Fiidex Industries, MD Asked To Refund Entire Money Collected Via NCDs with 15% Interest
Moneylife Digital Team 22 January 2025
Market regulator Securities and Exchange Board of India (SEBI) has ordered Fiidex Industries Ltd (noticee 1) and its managing director (MD) Hasibul Islam (noticee no 2) to refund Rs1.02 crore with an interest of 15%pa (per annum) to investors. Fiidex Industries collected this amount through the issuance of secured redeemable non-convertible debentures (NCDs) during FY11-12, FY12-13 and FY13-14.
 
In an order, G Ramar, chief general manager (CGM) of SEBI says, "...it was noted that Fiidex had made illegal money mobilisation to the tune of Rs6 crore.

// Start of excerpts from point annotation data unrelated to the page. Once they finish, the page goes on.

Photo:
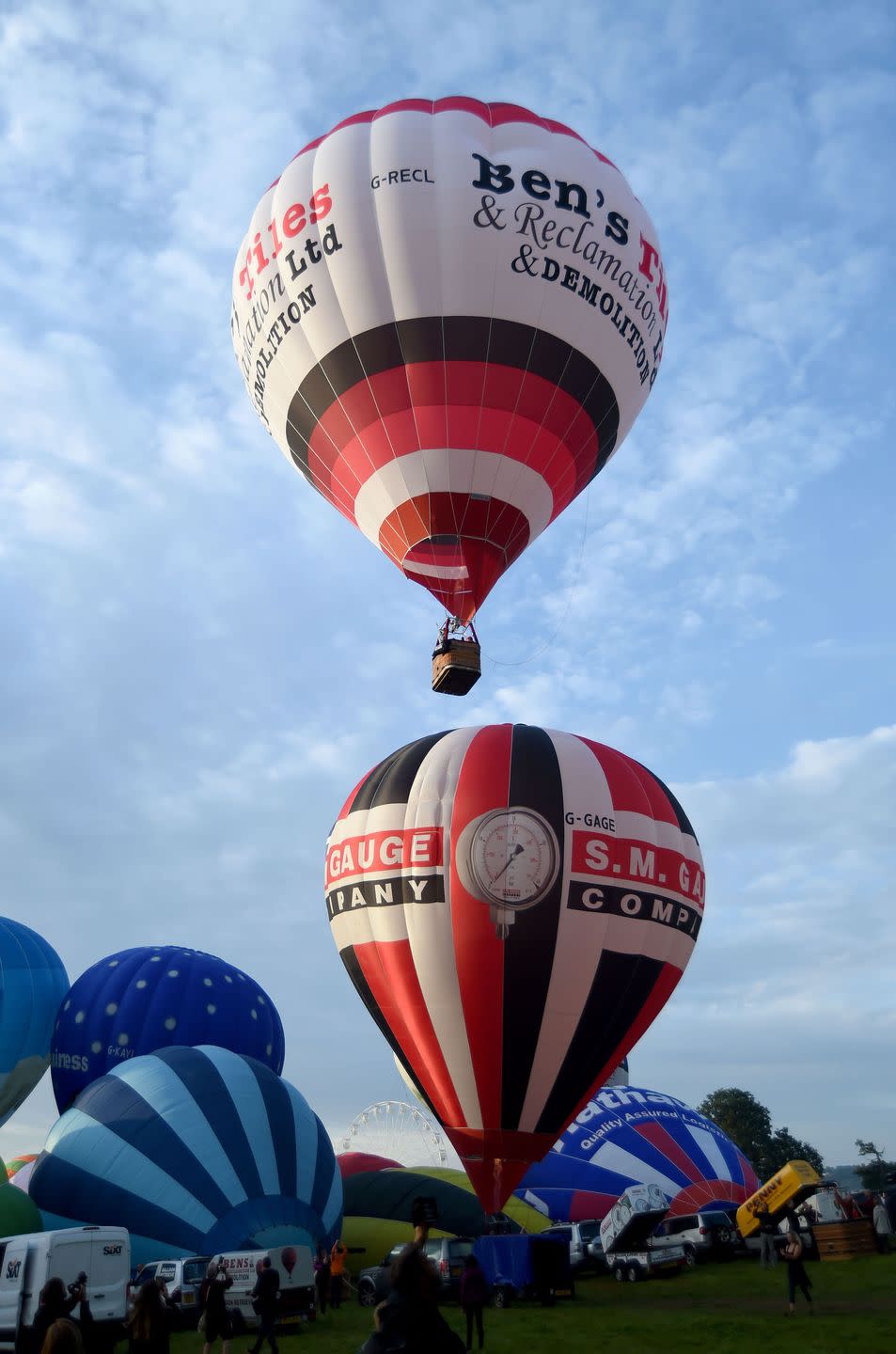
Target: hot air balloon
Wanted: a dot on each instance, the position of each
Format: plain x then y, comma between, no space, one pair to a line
354,1163
151,997
18,1213
196,1151
15,1163
33,982
514,906
628,1135
448,316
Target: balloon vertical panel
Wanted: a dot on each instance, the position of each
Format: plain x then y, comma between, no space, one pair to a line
461,348
33,982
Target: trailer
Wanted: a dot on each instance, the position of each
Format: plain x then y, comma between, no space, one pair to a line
627,1234
526,1267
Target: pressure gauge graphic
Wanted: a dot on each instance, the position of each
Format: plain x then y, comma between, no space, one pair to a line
511,860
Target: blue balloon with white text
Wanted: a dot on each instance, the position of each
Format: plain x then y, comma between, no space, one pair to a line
154,997
194,1151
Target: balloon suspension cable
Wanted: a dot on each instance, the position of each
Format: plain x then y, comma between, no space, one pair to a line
573,590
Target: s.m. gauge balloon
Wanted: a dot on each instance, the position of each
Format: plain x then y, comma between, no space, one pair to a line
514,906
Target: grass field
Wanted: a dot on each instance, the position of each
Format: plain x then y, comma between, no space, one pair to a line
732,1308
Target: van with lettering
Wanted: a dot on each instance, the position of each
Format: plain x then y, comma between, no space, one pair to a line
28,1261
789,1187
294,1265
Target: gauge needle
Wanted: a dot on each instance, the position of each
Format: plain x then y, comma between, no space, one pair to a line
510,861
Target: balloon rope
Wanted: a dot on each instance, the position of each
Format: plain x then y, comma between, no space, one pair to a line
520,662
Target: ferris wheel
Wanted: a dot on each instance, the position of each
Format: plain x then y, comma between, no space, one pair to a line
398,1131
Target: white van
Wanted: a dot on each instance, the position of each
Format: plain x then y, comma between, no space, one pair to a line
27,1262
294,1265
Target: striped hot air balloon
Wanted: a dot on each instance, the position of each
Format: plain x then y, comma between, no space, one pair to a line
514,906
448,316
627,1135
194,1151
33,982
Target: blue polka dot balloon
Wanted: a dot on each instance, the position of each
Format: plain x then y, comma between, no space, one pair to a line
154,997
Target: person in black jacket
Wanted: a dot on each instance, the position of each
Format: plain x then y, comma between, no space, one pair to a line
214,1307
265,1295
55,1303
409,1319
150,1323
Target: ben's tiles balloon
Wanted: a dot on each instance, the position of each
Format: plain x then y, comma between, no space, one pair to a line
448,316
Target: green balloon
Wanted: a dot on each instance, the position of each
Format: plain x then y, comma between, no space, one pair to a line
18,1212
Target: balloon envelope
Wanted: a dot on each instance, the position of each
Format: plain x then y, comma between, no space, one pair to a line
33,982
353,1163
196,1151
153,997
448,316
15,1163
514,906
634,1136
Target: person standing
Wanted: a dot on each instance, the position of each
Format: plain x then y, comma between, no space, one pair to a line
767,1236
150,1323
474,1293
265,1295
409,1319
214,1307
338,1265
797,1277
55,1304
883,1228
322,1277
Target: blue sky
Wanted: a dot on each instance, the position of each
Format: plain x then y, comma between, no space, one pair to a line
200,658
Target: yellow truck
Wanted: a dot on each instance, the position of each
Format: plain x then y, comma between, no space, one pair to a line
787,1188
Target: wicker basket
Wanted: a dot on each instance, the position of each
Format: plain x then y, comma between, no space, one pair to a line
456,667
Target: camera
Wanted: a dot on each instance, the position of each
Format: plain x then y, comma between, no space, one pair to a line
424,1211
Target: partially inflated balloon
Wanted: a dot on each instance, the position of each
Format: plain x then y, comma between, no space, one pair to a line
631,1136
151,997
514,906
448,316
33,982
194,1151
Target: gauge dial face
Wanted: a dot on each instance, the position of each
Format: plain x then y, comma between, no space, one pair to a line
513,858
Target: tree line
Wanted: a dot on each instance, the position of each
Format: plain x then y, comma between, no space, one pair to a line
747,1123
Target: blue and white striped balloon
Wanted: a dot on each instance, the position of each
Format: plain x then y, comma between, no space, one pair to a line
194,1151
33,982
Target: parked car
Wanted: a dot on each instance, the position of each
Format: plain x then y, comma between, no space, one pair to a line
710,1236
584,1239
447,1254
181,1279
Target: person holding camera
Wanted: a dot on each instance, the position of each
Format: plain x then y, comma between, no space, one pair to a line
215,1317
264,1301
150,1323
57,1303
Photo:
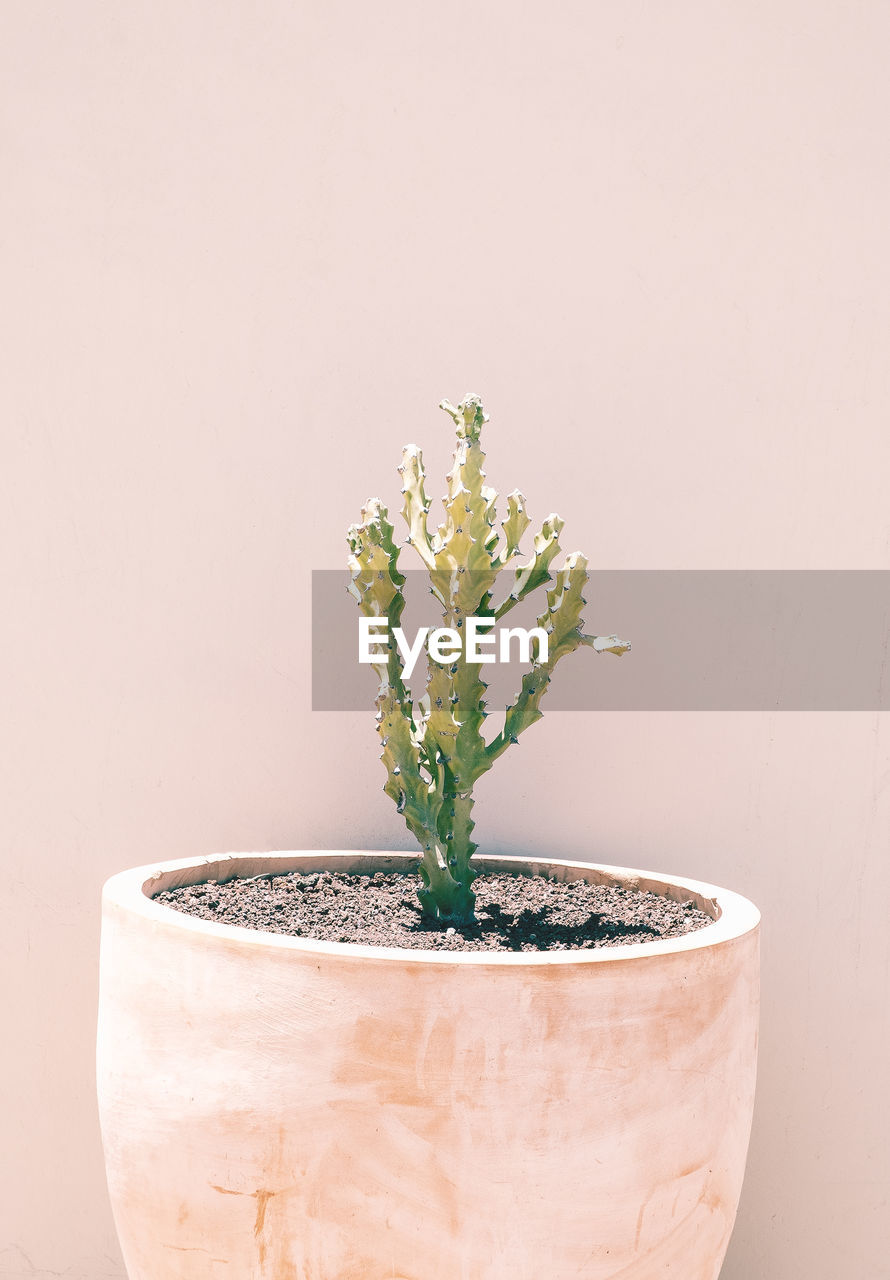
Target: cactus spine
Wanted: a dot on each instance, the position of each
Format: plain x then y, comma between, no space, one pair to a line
434,750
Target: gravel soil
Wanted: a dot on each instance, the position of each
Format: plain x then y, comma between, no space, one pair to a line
514,913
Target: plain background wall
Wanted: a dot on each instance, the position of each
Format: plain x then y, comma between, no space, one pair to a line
245,252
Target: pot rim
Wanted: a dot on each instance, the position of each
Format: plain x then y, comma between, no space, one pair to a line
132,891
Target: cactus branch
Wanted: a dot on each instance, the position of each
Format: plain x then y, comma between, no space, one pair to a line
436,753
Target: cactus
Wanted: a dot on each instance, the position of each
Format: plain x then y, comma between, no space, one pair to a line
434,750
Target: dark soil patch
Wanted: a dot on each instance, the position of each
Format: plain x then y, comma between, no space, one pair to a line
514,913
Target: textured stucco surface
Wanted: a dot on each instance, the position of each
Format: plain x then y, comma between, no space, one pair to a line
243,255
291,1110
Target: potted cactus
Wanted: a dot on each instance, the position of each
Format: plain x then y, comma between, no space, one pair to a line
282,1107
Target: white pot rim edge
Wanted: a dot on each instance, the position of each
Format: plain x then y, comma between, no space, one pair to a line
131,890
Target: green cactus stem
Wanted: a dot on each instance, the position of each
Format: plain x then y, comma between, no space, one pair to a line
434,749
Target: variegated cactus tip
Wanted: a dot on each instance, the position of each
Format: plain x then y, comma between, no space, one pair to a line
434,748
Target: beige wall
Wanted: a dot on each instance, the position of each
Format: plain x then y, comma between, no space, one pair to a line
245,251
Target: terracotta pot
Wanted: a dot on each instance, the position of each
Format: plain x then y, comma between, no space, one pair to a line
279,1109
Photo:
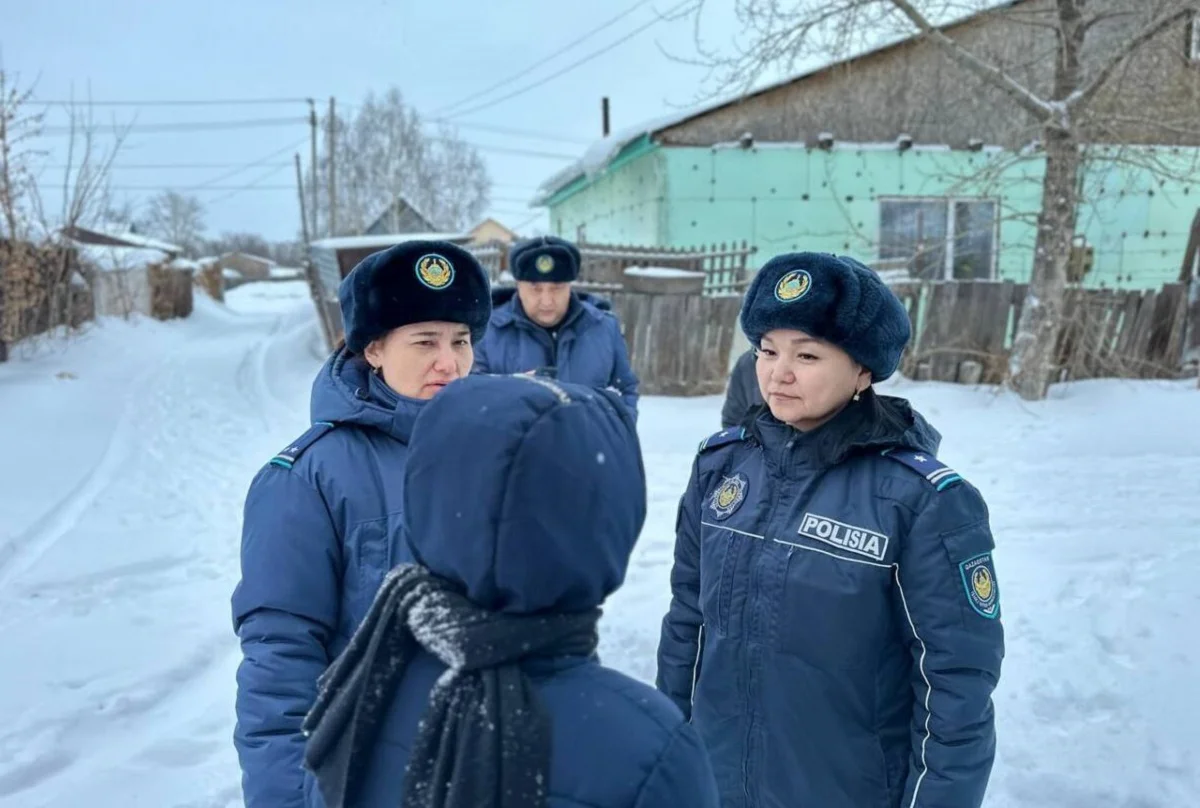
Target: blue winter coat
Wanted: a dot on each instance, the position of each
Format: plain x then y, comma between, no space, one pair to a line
321,530
838,611
616,742
586,348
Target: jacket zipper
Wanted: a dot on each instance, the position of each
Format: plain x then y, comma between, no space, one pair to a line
695,669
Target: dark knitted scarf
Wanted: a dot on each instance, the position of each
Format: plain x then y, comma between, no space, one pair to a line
485,740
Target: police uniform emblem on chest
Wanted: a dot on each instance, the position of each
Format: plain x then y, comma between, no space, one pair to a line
729,495
845,537
979,581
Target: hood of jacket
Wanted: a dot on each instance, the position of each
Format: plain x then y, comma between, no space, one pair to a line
528,494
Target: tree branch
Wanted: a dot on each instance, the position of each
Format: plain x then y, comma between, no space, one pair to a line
1081,96
990,73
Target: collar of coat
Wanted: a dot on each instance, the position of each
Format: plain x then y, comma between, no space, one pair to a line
585,309
870,425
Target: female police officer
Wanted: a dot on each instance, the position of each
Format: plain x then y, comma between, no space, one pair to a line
834,632
322,518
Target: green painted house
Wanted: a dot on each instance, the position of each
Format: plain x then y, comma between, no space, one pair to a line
895,179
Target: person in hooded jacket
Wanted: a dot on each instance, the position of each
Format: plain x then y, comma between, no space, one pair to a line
545,328
834,630
321,519
474,682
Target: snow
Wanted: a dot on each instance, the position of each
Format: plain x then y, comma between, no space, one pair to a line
127,454
382,241
663,271
115,259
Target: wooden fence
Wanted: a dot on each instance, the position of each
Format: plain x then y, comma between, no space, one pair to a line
29,301
678,343
963,331
171,292
725,265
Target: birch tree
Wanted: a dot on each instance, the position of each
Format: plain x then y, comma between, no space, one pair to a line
1079,103
384,150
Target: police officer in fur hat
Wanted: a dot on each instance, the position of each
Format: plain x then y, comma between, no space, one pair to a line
834,632
544,327
322,518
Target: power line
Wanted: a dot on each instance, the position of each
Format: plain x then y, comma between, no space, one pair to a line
190,126
172,166
193,102
517,132
256,184
256,163
546,59
510,150
579,63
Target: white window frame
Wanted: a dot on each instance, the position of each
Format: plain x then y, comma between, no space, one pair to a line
948,247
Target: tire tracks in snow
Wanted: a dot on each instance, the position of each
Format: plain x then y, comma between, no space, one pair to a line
192,405
21,552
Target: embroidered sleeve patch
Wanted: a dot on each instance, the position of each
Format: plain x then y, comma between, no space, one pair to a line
979,581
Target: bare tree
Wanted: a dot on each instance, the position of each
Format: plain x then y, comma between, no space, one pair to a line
39,268
1084,100
384,151
175,217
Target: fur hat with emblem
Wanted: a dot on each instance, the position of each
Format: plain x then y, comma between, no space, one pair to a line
833,298
414,282
545,259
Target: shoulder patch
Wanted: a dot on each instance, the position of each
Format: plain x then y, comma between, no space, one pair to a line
298,447
724,437
979,581
937,473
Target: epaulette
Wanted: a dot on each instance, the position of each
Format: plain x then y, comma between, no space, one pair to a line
937,473
724,437
298,447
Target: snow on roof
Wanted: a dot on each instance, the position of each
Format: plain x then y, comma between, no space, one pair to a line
117,259
139,240
605,149
382,241
663,271
600,153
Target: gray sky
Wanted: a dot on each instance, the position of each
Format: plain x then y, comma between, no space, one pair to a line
438,52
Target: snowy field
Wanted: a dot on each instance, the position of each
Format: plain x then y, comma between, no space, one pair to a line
125,458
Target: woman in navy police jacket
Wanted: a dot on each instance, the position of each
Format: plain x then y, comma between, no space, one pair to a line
834,632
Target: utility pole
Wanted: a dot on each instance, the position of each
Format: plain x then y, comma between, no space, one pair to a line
304,213
310,269
333,151
312,126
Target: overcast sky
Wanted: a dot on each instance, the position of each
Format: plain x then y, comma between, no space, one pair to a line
438,52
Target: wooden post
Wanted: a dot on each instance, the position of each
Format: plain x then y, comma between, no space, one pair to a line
333,153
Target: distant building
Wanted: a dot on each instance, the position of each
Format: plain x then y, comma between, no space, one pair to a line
402,216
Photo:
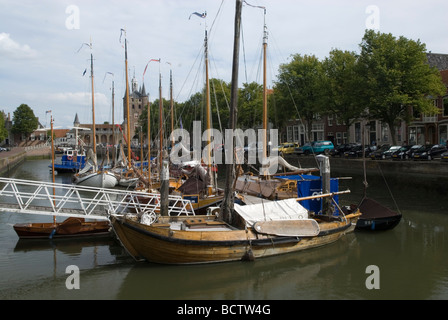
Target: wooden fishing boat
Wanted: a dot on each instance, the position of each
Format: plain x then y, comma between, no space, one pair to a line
70,228
207,239
376,217
236,232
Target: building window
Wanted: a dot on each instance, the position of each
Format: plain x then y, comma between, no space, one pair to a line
384,132
443,133
445,107
289,133
338,138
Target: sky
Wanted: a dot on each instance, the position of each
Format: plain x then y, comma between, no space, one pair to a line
43,54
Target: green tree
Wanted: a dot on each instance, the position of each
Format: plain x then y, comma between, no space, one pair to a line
343,87
3,131
396,79
250,110
24,120
300,90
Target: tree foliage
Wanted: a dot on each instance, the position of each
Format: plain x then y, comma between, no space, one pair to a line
3,131
24,120
300,89
343,90
396,79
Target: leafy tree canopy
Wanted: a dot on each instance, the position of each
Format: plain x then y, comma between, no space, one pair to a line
24,120
397,80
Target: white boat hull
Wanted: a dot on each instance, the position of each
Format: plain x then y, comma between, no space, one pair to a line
102,179
125,182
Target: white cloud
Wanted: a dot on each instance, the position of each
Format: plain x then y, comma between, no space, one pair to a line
13,50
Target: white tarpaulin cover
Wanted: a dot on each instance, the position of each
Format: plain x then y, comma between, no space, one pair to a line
288,209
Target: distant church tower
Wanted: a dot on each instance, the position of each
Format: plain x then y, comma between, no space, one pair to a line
76,121
138,99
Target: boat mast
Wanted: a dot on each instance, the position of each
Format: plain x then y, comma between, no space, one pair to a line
52,165
93,103
149,145
228,202
114,154
265,103
208,115
127,99
160,123
172,108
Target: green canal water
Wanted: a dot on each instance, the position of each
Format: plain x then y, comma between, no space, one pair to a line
410,261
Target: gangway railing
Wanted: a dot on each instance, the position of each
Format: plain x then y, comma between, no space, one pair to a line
46,198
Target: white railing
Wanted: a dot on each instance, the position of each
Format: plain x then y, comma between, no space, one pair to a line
44,198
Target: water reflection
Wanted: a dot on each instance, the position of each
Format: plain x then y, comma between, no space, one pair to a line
411,259
283,277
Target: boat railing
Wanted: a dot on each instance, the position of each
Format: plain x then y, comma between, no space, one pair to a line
45,198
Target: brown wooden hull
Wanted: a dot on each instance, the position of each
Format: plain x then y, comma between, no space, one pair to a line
70,228
159,243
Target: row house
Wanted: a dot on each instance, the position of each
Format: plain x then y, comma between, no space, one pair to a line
424,129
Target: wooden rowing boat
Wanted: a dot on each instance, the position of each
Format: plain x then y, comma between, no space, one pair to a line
70,228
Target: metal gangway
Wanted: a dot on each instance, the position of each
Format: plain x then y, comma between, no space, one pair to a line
66,200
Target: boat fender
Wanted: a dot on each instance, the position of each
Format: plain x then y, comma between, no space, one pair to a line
248,256
52,233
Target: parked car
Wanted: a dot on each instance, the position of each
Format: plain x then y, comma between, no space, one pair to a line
429,152
378,154
287,148
357,151
388,153
444,156
405,152
340,149
315,147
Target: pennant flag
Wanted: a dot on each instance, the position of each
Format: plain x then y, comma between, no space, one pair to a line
157,60
121,33
200,15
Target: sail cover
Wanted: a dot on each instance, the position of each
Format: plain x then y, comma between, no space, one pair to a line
288,209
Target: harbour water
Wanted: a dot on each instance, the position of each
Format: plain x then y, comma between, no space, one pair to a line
410,260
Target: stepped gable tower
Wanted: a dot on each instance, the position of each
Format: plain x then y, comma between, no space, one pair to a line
138,99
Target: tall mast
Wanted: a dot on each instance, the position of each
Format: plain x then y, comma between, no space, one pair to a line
113,123
93,103
149,145
208,115
227,206
172,108
161,122
265,103
128,131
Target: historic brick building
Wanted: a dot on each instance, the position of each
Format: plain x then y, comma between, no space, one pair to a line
138,99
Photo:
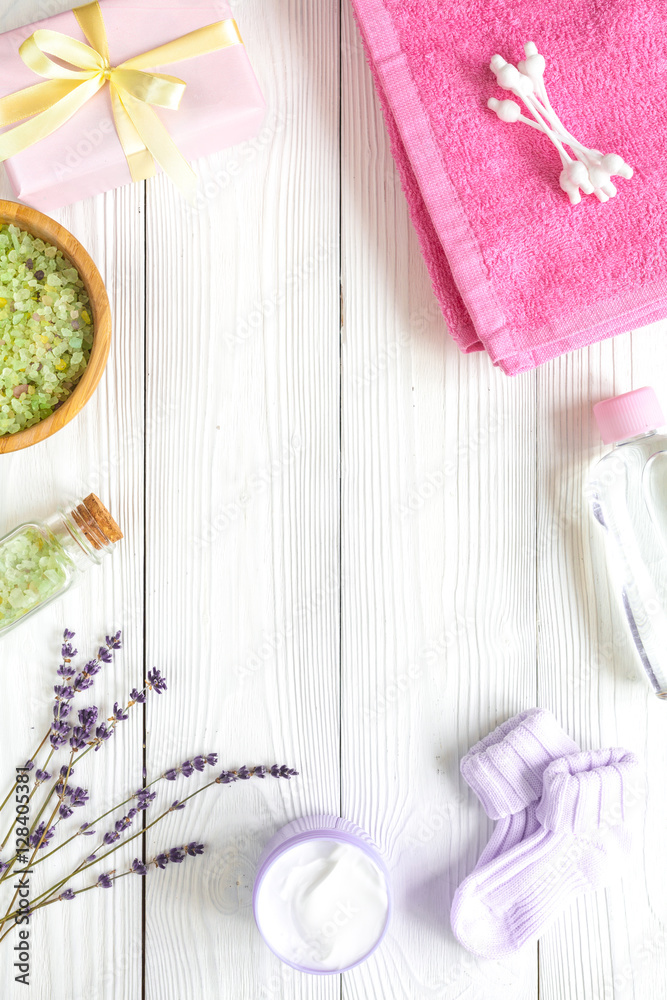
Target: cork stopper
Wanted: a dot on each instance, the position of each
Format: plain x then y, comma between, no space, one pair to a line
96,523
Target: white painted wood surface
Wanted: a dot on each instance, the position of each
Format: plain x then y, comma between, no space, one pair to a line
349,547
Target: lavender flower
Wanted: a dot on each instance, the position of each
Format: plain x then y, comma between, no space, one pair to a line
144,798
82,682
78,797
88,717
188,767
193,849
244,773
60,733
66,650
156,681
35,837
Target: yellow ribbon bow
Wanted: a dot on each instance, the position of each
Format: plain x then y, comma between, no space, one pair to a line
142,135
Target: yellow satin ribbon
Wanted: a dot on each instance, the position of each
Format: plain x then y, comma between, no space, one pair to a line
143,137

Though, the actual break-up of the aforesaid amount in terms of mobilisation through debentures, deposits, preference shares was not known, however as per the examination of copies of certificates received in Union ministry of corporate affairs (MCA) and registrar of companies (ROC) reply and the list of allottees filed by company annexed to the annual return for FY11-12, amount collected through issuance of debentures was found to be at least Rs1.02 crore.
 
While barring 10 entities, including Fiidex Industries and its MD, from markets for three years, SEBI also directed them to refund application money collected from investors pending allotment of securities, if any, with an interest of 15% per annum.
 
The other entities involved are Golam Mustafa Syed (noticee 3), Anish Ahmad (noticee 4), Dibyendu Roy (noticee 5), Sekh Arfat Ali(noticee 6), Samim Reza (noticee 7), Binimoy Biswas (noticee 8), Fiidex Industries Debenture Trust (noticee 9)and Mehebub Alam (noticee 10).
 
"....since,  the liability of the company to repay under section 73(2) is continuing and such liability continues till all the repayments are made, Mr Islam, is co-extensively responsible along with the company for making refunds along with interest under section 73(2) of  the Companies Act,  1956   and  section 27(2)  of  the SEBI Act," the CGM says in the order.
 
SEBI investigation into Fiidex Industries began after the RoC, Kolkata referred the matter to SEBI. 
 
During an inspection, it was discovered that Fiidex Industries had raised funds by issuing NCDs to the public without adhering to SEBI's regulations and guidelines. Despite Fiidex Industries claims that the NCDs were issued as private placements, SEBI investigation revealed that the company had issued the NCDs to over 49 investors, which is classified as a public issue under the Companies Act and SEBI regulations.
 
Fiidex Industries raised a total of Rs1.02 crore over three financial years. The funds were collected without filing a prospectus or listing the NCDs on a recognised stock exchange, which are legal requirements for public issues. Specifically, Rs45.60 lakh was raised in FY11-12, Rs49.65 lakh in FY12-13, and Rs6.86 lakh in FY13-14. SEBI's analysis also revealed that the company failed to pay interest or return the principal amounts to investors, leading to complaints. 
 
Further investigation into Fiidex Industries financial records indicated discrepancies, including large cash deposits, suggesting the total amount raised could have exceeded the reported Rs1.02 crore.
 
SEBI's investigation further highlighted multiple violations, including non-compliance with disclosure norms, misrepresentation of financials, and improper use of NCDs as a proxy for deposits. Additionally, the company failed to comply with public issue norms, such as listing on recognised stock exchanges, as required for public offers to 50 or more individuals.
 
Bank records and documents from the MCA revealed discrepancies in Fiidex Industries claims that the NCDs were privately placed. Evidence showed that the number of unique investors exceeded the limit for private placements, making it a public issue under Section 67(3) of the Companies Act, 1956.
 
SEBI's findings also implicated several directors and trustees of Fiidex Industries. Notably, Mr Islam, as MD, was held responsible for refunding the funds with interest. Other directors, including those who claimed to be ‘sleeping directors’, were found to have received commissions from Fiidex Industries and could not evade liability. The company appointed Fiidex Industries Debenture Trust (FIDT) as the debenture trustee, with Mr Alam acting on its behalf without the requisite SEBI registration.  
 
Fiidex and its directors violated provisions under the SEBI Act, Companies Act, and SEBI (Debenture Trustees) Regulations, 1993. They failed to adhere to mandatory requirements for public offers, including registration, disclosures, and repayment obligations.  
 
In addition to the refund directive, SEBI has barred Fiidex and its directors from accessing the securities market or dealing in securities in any manner for three years.